Reconstructing time-series signals using transformer GANs, which combine the transformer architecture with GAN, has the potential to capture complex temporal relations of long sequencial time-series. Li X. et al. (2022) successfully designed the generator and discriminator with transformer to synthesize long-sequence time-series signals. Srinivasan and Knottenbelt (2022) proposed the TST-GAN to solve the problem of errors accumulating over time when synthesizing temporal features. This model can accurately simulate the joint distribution of the entire time-series, and the generated time-series can be used instead of real data. To synthesize multivariate time-series within the overall distribution, Madane et al. (2022) introduced different conditions into the transformer-based GAN to approximate the joint distribution of multiple time-series. Li Y. et al. (2022) pointed out the weakness of short-term dependencies in transformers and proposed adversarial convolutional transformers (ACTs) to pay attention to local information of time series. They greatly improved the forecasting accuracy of time-series datasets. Xia et al. (2023) also combined the convolutional networks and transformer in the adversarial training to preserve both global and local temporal features in the time-series generation. However, these models fail to capture the hierarchical temporal features and ignore the temporal characteristics of different frequencies, which may hinder synthesis performance during the time-series generation.

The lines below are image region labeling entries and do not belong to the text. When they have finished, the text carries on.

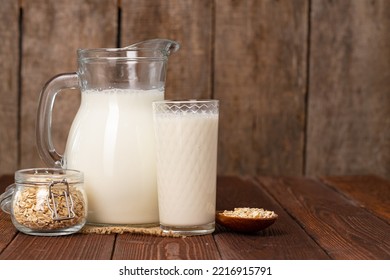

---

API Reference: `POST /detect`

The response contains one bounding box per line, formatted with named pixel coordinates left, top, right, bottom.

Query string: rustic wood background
left=0, top=0, right=390, bottom=179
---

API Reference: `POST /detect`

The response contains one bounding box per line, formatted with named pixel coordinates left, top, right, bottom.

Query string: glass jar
left=0, top=168, right=88, bottom=236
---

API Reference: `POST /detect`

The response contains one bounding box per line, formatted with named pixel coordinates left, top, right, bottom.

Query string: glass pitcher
left=37, top=39, right=179, bottom=226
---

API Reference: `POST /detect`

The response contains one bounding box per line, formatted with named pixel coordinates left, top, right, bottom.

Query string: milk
left=154, top=110, right=218, bottom=227
left=64, top=89, right=164, bottom=224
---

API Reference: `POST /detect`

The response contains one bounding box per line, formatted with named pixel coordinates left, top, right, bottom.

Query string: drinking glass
left=153, top=100, right=219, bottom=235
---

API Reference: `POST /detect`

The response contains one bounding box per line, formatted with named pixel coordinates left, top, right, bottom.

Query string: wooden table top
left=0, top=175, right=390, bottom=260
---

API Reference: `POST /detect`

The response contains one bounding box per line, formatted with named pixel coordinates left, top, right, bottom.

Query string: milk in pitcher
left=64, top=89, right=164, bottom=225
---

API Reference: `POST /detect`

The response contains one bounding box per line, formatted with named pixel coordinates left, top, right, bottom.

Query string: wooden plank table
left=0, top=175, right=390, bottom=260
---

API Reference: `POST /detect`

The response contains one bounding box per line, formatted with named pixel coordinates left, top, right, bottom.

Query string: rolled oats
left=223, top=207, right=275, bottom=219
left=13, top=186, right=86, bottom=230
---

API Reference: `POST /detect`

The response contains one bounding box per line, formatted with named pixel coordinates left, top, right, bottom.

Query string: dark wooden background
left=0, top=0, right=390, bottom=179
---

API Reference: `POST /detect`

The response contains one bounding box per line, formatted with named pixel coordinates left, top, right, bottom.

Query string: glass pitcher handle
left=36, top=73, right=79, bottom=168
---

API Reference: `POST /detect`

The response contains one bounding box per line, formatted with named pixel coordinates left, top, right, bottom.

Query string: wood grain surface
left=0, top=0, right=390, bottom=179
left=0, top=175, right=390, bottom=260
left=214, top=177, right=329, bottom=260
left=321, top=176, right=390, bottom=222
left=259, top=177, right=390, bottom=259
left=306, top=0, right=390, bottom=179
left=0, top=0, right=20, bottom=174
left=214, top=0, right=308, bottom=175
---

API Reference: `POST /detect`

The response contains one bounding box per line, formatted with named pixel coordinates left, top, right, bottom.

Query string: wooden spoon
left=215, top=208, right=278, bottom=233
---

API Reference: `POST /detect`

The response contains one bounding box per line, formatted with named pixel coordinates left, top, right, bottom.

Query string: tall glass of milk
left=153, top=100, right=219, bottom=235
left=37, top=39, right=179, bottom=226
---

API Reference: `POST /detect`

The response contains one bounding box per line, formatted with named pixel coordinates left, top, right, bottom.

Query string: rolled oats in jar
left=0, top=168, right=88, bottom=236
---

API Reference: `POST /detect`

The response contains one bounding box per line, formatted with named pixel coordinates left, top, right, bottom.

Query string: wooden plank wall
left=0, top=0, right=390, bottom=179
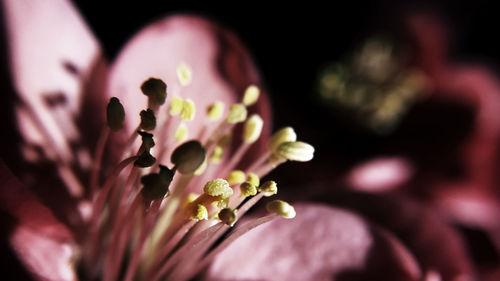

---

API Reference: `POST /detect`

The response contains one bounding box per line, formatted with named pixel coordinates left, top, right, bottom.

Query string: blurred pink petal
left=207, top=204, right=420, bottom=280
left=0, top=162, right=76, bottom=280
left=3, top=0, right=102, bottom=164
left=347, top=157, right=414, bottom=192
left=108, top=15, right=271, bottom=163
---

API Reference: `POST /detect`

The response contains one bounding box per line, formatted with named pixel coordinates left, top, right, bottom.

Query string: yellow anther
left=227, top=170, right=245, bottom=185
left=240, top=181, right=257, bottom=197
left=182, top=192, right=200, bottom=208
left=174, top=123, right=188, bottom=142
left=177, top=62, right=192, bottom=86
left=243, top=114, right=264, bottom=143
left=210, top=145, right=224, bottom=164
left=246, top=173, right=260, bottom=186
left=181, top=99, right=196, bottom=121
left=189, top=204, right=208, bottom=220
left=226, top=103, right=247, bottom=124
left=207, top=101, right=225, bottom=121
left=169, top=97, right=184, bottom=116
left=276, top=141, right=314, bottom=162
left=203, top=179, right=233, bottom=199
left=258, top=181, right=278, bottom=197
left=266, top=200, right=296, bottom=219
left=269, top=127, right=297, bottom=152
left=217, top=134, right=233, bottom=148
left=243, top=85, right=260, bottom=106
left=193, top=157, right=207, bottom=176
left=219, top=208, right=238, bottom=226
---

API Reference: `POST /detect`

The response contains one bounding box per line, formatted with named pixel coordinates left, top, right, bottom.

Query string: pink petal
left=108, top=15, right=270, bottom=160
left=0, top=162, right=76, bottom=280
left=2, top=0, right=103, bottom=164
left=207, top=204, right=420, bottom=280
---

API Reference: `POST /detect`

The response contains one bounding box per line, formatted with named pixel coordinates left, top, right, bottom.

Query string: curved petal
left=107, top=15, right=270, bottom=162
left=0, top=162, right=76, bottom=280
left=207, top=204, right=420, bottom=280
left=318, top=191, right=474, bottom=280
left=2, top=0, right=103, bottom=166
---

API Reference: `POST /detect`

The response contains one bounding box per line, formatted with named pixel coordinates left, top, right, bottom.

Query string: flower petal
left=2, top=0, right=103, bottom=165
left=108, top=15, right=270, bottom=161
left=207, top=204, right=420, bottom=280
left=0, top=162, right=76, bottom=280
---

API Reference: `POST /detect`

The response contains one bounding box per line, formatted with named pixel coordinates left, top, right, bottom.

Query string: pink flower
left=0, top=0, right=314, bottom=280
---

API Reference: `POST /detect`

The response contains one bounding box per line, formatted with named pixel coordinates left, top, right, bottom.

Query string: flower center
left=79, top=63, right=314, bottom=281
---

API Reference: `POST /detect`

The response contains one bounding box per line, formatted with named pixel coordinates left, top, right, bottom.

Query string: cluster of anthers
left=80, top=64, right=314, bottom=281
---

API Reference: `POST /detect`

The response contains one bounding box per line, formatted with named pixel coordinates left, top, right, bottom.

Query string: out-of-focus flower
left=0, top=0, right=314, bottom=280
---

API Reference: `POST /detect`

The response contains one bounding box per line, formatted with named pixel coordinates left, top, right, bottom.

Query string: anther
left=243, top=85, right=260, bottom=106
left=276, top=141, right=314, bottom=162
left=219, top=208, right=238, bottom=227
left=258, top=181, right=278, bottom=197
left=266, top=200, right=296, bottom=219
left=170, top=140, right=205, bottom=174
left=137, top=131, right=155, bottom=151
left=207, top=101, right=224, bottom=121
left=141, top=165, right=174, bottom=201
left=177, top=62, right=192, bottom=86
left=181, top=99, right=196, bottom=121
left=140, top=108, right=156, bottom=131
left=106, top=97, right=125, bottom=132
left=169, top=97, right=184, bottom=116
left=141, top=78, right=167, bottom=105
left=134, top=150, right=156, bottom=168
left=226, top=103, right=247, bottom=124
left=203, top=179, right=233, bottom=199
left=189, top=204, right=208, bottom=220
left=269, top=127, right=297, bottom=152
left=240, top=181, right=257, bottom=197
left=227, top=170, right=245, bottom=185
left=246, top=172, right=260, bottom=186
left=243, top=114, right=264, bottom=143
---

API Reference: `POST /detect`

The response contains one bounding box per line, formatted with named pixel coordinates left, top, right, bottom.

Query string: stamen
left=106, top=97, right=125, bottom=132
left=141, top=78, right=167, bottom=106
left=174, top=123, right=188, bottom=142
left=140, top=108, right=156, bottom=131
left=243, top=114, right=264, bottom=143
left=243, top=85, right=260, bottom=106
left=240, top=181, right=257, bottom=197
left=277, top=141, right=314, bottom=162
left=169, top=97, right=184, bottom=116
left=177, top=62, right=192, bottom=86
left=170, top=140, right=205, bottom=174
left=181, top=99, right=196, bottom=121
left=258, top=181, right=278, bottom=197
left=218, top=208, right=238, bottom=227
left=266, top=200, right=296, bottom=219
left=227, top=170, right=246, bottom=185
left=226, top=103, right=247, bottom=124
left=207, top=101, right=224, bottom=121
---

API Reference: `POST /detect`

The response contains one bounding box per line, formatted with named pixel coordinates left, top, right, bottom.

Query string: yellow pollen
left=269, top=127, right=297, bottom=152
left=174, top=123, right=188, bottom=142
left=181, top=99, right=196, bottom=121
left=227, top=170, right=245, bottom=185
left=243, top=85, right=260, bottom=106
left=243, top=114, right=264, bottom=143
left=203, top=178, right=233, bottom=199
left=226, top=103, right=247, bottom=124
left=246, top=172, right=260, bottom=186
left=266, top=200, right=296, bottom=219
left=169, top=97, right=184, bottom=116
left=277, top=141, right=314, bottom=162
left=177, top=62, right=192, bottom=86
left=207, top=101, right=225, bottom=121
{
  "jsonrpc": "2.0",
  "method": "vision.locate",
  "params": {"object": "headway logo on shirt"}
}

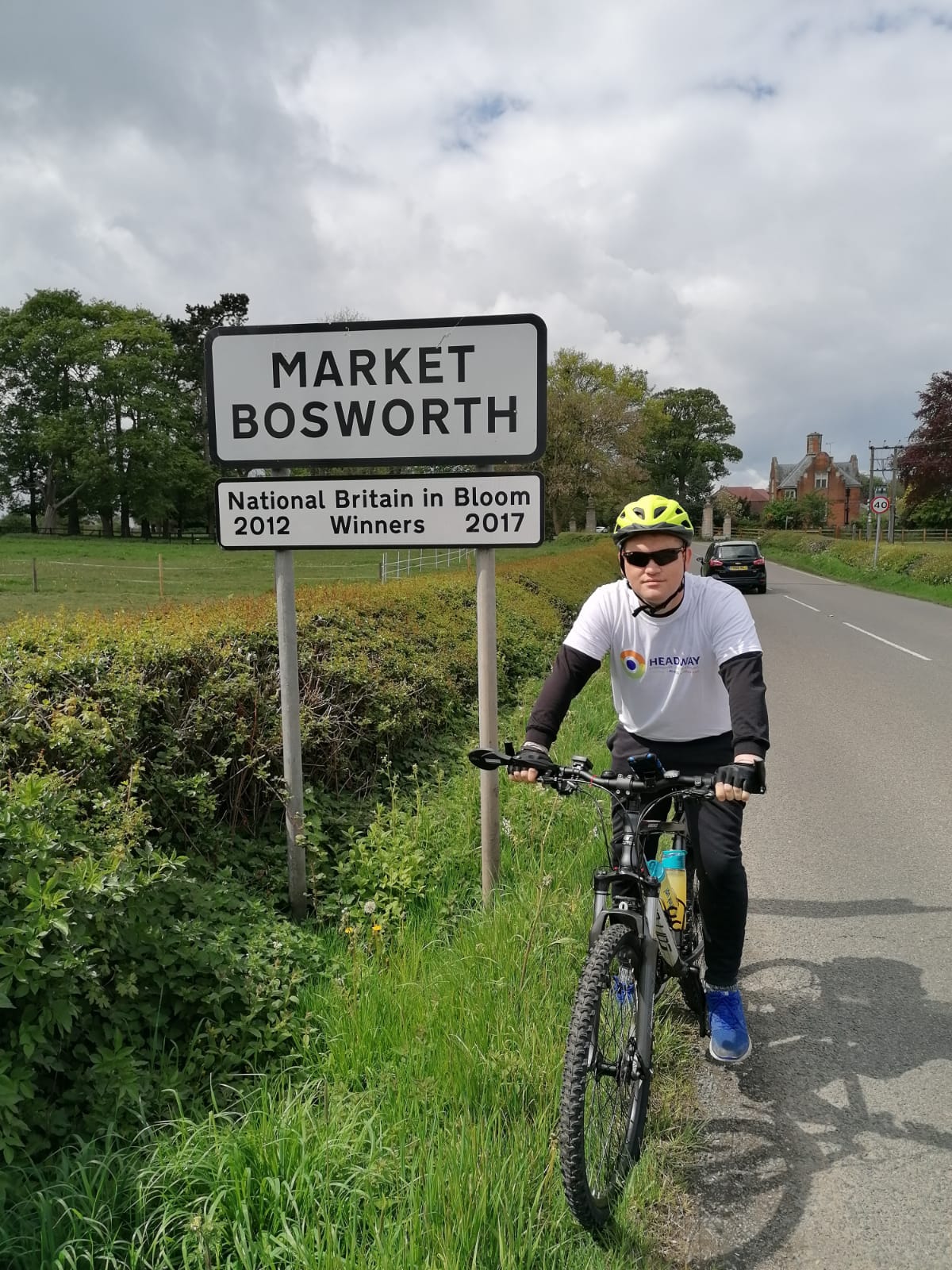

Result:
[620,648,645,679]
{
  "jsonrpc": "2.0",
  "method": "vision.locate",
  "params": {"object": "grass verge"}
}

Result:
[0,533,611,622]
[764,548,952,606]
[0,675,696,1270]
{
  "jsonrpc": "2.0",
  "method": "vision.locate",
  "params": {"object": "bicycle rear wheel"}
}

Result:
[559,925,654,1232]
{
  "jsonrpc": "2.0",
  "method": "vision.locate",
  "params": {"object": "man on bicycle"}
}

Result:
[512,494,770,1063]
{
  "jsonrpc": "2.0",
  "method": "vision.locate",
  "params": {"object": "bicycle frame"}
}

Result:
[589,795,690,978]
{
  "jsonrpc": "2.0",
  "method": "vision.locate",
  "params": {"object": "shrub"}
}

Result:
[0,556,612,853]
[0,544,613,1160]
[0,775,327,1164]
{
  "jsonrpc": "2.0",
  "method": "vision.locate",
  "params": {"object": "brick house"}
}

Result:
[770,432,861,527]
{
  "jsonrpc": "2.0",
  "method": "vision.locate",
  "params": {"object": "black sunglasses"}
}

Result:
[622,548,684,569]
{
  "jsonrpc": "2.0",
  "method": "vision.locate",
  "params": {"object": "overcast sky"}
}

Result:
[0,0,952,484]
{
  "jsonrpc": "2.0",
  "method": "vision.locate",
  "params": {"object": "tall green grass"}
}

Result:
[0,677,694,1270]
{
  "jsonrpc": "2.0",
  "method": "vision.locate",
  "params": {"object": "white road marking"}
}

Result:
[843,622,931,662]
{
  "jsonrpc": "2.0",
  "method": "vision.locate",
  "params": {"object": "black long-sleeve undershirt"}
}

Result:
[525,644,770,758]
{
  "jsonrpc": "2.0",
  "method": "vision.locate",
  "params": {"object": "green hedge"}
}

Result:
[758,531,952,586]
[0,545,613,1160]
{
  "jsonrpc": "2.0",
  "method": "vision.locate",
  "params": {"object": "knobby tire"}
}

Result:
[559,925,654,1233]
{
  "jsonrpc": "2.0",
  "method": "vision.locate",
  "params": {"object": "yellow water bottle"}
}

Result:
[658,851,688,931]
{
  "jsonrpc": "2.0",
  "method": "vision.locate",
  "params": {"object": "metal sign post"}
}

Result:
[869,494,890,569]
[205,314,547,918]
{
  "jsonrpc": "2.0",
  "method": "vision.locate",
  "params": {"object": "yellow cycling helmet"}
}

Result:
[612,494,694,546]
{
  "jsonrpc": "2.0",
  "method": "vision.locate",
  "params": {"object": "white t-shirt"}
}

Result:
[565,573,762,741]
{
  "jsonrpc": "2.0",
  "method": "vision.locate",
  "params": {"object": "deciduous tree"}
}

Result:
[539,348,647,533]
[637,389,744,516]
[899,371,952,510]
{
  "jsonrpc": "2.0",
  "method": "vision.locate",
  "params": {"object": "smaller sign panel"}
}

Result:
[216,472,543,551]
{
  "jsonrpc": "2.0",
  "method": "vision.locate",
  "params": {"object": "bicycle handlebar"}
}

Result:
[468,743,715,798]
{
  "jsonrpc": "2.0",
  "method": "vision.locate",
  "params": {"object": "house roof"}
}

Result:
[833,462,859,489]
[777,455,816,489]
[777,455,859,489]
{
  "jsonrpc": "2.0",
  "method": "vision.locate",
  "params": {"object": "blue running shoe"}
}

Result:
[704,988,753,1063]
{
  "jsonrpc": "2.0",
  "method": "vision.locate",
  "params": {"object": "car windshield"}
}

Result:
[717,542,757,560]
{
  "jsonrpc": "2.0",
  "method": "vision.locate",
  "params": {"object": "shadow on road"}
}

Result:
[689,945,952,1270]
[747,899,952,921]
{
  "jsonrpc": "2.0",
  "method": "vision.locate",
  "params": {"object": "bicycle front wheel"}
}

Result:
[559,925,652,1232]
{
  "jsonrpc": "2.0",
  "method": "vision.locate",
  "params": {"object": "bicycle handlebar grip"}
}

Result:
[466,749,509,772]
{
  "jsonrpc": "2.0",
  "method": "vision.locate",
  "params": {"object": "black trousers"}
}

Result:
[608,726,747,987]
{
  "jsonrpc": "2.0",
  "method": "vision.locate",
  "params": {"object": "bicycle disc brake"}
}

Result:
[681,969,707,1037]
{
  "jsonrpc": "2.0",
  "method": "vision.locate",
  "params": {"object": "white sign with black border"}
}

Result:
[216,472,543,551]
[210,314,547,468]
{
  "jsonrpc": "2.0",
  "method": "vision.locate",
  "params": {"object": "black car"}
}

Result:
[701,538,766,595]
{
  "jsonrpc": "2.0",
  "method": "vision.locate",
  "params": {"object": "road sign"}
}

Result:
[205,314,547,468]
[216,472,542,551]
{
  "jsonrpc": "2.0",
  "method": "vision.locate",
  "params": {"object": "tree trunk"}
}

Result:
[29,468,40,533]
[43,460,57,533]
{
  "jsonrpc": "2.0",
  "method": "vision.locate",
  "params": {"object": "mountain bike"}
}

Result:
[470,745,713,1233]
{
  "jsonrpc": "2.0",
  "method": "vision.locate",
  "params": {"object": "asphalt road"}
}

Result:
[678,563,952,1270]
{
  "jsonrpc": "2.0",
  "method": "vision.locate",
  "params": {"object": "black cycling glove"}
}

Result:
[509,741,552,772]
[715,758,766,794]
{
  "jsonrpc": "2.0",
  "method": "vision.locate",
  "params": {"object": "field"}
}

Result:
[0,535,604,622]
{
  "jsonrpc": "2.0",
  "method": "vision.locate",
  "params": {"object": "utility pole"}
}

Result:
[866,441,905,542]
[866,442,876,542]
[889,446,899,542]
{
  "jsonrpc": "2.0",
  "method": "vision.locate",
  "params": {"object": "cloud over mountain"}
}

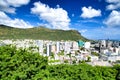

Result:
[31,2,70,30]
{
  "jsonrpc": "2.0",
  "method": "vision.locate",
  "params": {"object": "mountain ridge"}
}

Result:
[0,25,88,41]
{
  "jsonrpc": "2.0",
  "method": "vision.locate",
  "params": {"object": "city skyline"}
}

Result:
[0,0,120,40]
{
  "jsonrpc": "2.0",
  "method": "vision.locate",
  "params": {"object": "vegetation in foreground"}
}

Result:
[0,25,87,41]
[0,46,120,80]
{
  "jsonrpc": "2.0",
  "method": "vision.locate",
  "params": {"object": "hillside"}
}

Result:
[0,25,87,41]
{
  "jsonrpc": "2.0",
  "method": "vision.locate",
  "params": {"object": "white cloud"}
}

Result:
[81,6,101,18]
[104,11,120,27]
[0,0,30,13]
[31,2,70,30]
[106,0,120,10]
[0,11,32,28]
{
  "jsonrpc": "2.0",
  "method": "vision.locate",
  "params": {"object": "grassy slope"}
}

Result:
[0,25,87,40]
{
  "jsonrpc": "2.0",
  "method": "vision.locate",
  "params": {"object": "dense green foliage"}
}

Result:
[0,26,87,41]
[0,46,120,80]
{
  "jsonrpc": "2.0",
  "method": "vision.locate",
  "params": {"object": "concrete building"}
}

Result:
[47,44,51,56]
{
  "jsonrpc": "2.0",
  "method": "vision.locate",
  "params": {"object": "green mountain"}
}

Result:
[0,25,87,41]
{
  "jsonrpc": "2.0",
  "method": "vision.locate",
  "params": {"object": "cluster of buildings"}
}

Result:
[0,39,120,66]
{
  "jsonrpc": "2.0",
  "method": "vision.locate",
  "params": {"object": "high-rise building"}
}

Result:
[47,44,51,56]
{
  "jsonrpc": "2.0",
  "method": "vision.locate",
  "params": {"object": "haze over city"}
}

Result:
[0,0,120,39]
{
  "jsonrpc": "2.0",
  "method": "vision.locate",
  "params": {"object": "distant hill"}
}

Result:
[0,25,87,41]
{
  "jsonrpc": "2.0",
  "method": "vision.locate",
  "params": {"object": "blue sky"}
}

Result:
[0,0,120,40]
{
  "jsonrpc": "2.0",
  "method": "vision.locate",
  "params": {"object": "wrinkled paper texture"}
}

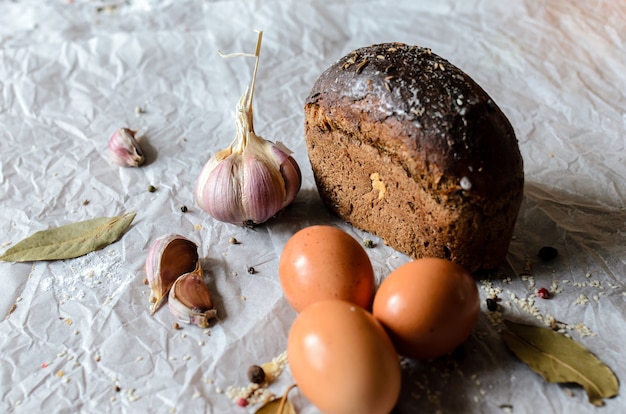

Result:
[0,0,626,413]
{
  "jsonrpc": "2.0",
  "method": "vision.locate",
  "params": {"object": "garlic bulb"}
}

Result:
[109,128,145,167]
[194,31,302,226]
[168,267,217,328]
[145,234,200,314]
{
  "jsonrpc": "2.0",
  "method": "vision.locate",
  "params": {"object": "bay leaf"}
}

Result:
[502,320,619,406]
[0,212,136,262]
[254,396,296,414]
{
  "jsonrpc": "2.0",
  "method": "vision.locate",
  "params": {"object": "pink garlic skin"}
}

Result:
[194,141,302,225]
[108,128,145,167]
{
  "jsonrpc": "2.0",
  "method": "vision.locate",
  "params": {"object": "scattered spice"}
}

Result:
[537,288,550,299]
[248,365,265,384]
[356,59,369,75]
[4,303,17,319]
[537,246,559,261]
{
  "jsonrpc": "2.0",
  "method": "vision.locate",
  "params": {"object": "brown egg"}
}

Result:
[373,258,480,359]
[278,226,375,312]
[287,300,401,414]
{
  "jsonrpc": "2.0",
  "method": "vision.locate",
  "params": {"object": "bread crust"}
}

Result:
[305,43,524,271]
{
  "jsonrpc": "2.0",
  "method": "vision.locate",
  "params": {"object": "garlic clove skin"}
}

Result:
[168,268,217,328]
[194,31,302,226]
[145,234,201,314]
[194,141,302,225]
[109,128,145,167]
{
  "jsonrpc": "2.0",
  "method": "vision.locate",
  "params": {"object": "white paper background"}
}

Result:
[0,0,626,413]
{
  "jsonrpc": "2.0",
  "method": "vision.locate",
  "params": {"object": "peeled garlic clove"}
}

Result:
[109,128,145,167]
[168,272,217,328]
[146,234,201,313]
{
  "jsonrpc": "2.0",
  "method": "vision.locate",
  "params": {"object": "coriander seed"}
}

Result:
[248,365,265,384]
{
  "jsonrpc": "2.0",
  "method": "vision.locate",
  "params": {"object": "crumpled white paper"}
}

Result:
[0,0,626,413]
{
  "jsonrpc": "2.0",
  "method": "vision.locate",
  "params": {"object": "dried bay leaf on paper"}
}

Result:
[254,397,296,414]
[502,320,619,406]
[0,212,136,262]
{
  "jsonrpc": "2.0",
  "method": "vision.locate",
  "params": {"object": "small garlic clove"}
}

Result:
[145,234,201,314]
[109,128,145,167]
[168,271,217,328]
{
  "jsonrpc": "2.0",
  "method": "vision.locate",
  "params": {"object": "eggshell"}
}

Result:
[287,300,401,414]
[278,226,375,312]
[373,258,480,359]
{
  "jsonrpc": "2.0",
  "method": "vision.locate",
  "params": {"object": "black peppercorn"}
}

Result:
[537,246,559,260]
[248,365,265,384]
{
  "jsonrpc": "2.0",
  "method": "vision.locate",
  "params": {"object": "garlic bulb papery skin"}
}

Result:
[145,234,201,314]
[168,268,217,328]
[109,128,145,167]
[194,32,302,226]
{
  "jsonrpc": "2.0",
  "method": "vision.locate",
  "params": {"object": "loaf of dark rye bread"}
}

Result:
[305,43,524,272]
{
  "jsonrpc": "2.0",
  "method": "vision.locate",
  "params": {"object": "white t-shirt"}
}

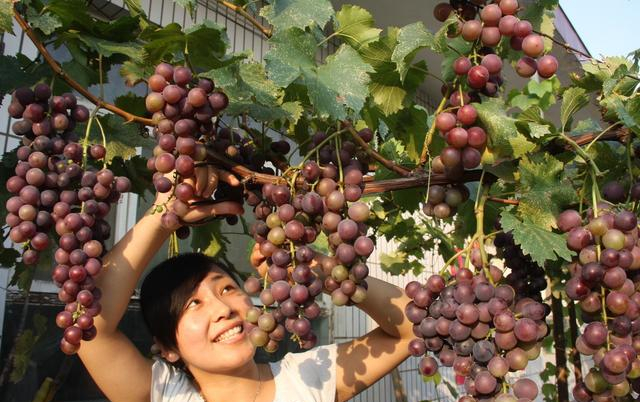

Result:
[151,344,337,402]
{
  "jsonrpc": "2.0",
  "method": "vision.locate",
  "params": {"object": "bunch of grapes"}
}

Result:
[405,266,549,402]
[6,84,131,354]
[422,184,469,219]
[434,0,558,85]
[145,63,232,229]
[431,104,487,178]
[245,131,374,351]
[557,203,640,401]
[494,233,547,307]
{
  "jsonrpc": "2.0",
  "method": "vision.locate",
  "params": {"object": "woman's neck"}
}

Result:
[190,361,271,402]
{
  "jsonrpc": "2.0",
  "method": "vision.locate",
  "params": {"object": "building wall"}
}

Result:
[0,0,568,402]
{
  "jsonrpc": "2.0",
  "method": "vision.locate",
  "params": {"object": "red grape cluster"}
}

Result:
[6,84,131,354]
[431,104,487,178]
[245,132,374,351]
[434,0,558,84]
[422,184,469,219]
[557,203,640,401]
[145,63,231,234]
[405,267,549,402]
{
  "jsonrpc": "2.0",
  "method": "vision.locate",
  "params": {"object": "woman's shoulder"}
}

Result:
[151,358,203,402]
[271,344,337,402]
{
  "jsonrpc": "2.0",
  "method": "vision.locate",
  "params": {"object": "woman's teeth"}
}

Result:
[214,325,242,342]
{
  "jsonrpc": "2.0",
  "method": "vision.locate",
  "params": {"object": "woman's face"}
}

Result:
[176,269,255,373]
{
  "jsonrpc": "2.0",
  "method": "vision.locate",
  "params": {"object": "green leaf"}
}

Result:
[560,88,589,131]
[114,92,147,116]
[500,211,575,266]
[529,123,551,138]
[191,219,229,257]
[260,0,334,31]
[0,55,39,95]
[108,155,155,198]
[184,20,229,70]
[380,251,408,275]
[174,0,197,18]
[333,4,382,49]
[27,7,62,35]
[77,114,155,164]
[304,45,373,119]
[431,13,459,54]
[0,0,14,35]
[475,98,536,159]
[422,371,442,387]
[518,153,578,230]
[391,22,434,81]
[264,28,317,87]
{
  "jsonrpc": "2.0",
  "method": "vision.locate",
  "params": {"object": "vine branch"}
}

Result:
[217,0,273,38]
[13,7,153,126]
[347,124,411,177]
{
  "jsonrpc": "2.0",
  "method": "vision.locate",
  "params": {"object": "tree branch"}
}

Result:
[347,124,411,177]
[13,7,153,126]
[217,0,272,38]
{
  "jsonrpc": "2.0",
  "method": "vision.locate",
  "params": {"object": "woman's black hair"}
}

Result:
[140,253,240,350]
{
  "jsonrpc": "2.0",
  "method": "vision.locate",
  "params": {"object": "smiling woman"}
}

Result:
[79,167,414,402]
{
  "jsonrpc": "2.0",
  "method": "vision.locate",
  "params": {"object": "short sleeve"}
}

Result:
[272,344,337,402]
[151,358,203,402]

Considering the shortcomings of related methods, we incorporated transformer-based networks into a U-shaped architecture to model temporal relationships on both global and local scales. In addition, the restoration process of time-series is to learn complex distribution, where the generative adversarial networks (GANs) show great ability in learning the underlying patterns and relationships in the time series. Therefore, we try to combine the U-shaped convolutional transformer and GANs to restore the missing brain functional time series for dementia diagnosis.

3 Materials and methods

3.1 Data description

The Alzheimer's Disease Neuroimaging Initiative (ADNI) dataset¹ is a comprehensive and widely used resource for studying Alzheimer's disease and related neurological conditions. It includes a variety of data types, including structural and functional MRI (fMRI) data. In this study, we successfully downloaded about 311 subjects from the ADNI website. The patients scanned with fMRI are distributed among the normal controls (NC), early mild cognitive impairment (EMCI), and late mild cognitive impairment (LMCI). The numbers for the three categories are 105, 110, and 96, respectively. The time of repetition (TR) is 3.0 s. The scanning time for each subject is ~10 min.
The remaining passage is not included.